I like a funny name as much as the next guy ... I can't wait to try this out! :)

mark_oshea
7 - Meteor

Firstly, Snakeplane is great! It has made creating custom python tools so much faster for me, and the tutorials you made were extremely helpful. I do have one issue though, which I can't seem to find the answer to anywhere in the documentation:

 

If I use a workflow with multiple Alteryx tools and only 1 custom tool, it works. 

But if I use 2 custom tools together in the same workflow, they both produce an error.

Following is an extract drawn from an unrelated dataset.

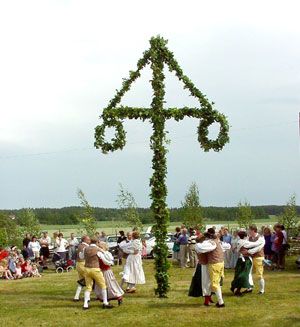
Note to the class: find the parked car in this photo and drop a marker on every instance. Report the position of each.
(150, 243)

If I use a blocking tool between 2 custom tools, they both work again.

 

It seems that the output of custom tools do not have any form of default inbuilt blocking. I was wondering if you are aware of this, and if there is an easy fix that I am missing? I could just tell my users to always place blocking tools after each custom tool, but I would love to have the tools take care of that themselves.

JPKa
Alteryx Alumni (Retired)

@mark_oshea 

 

What version of Alteryx are you using?  There is a known issue in 2019.1 with multiple Python SDK tools stepping on each other.  

 

This is not a problem in 2018.4 or the upcoming 2019.2 release.  

mark_oshea
7 - Meteor

That makes sense, I am on 2019.1. Good to know it will be fixed soon. I can use blocking tools and/or a previous release until 2019.2 comes out. Thanks for clearing that up!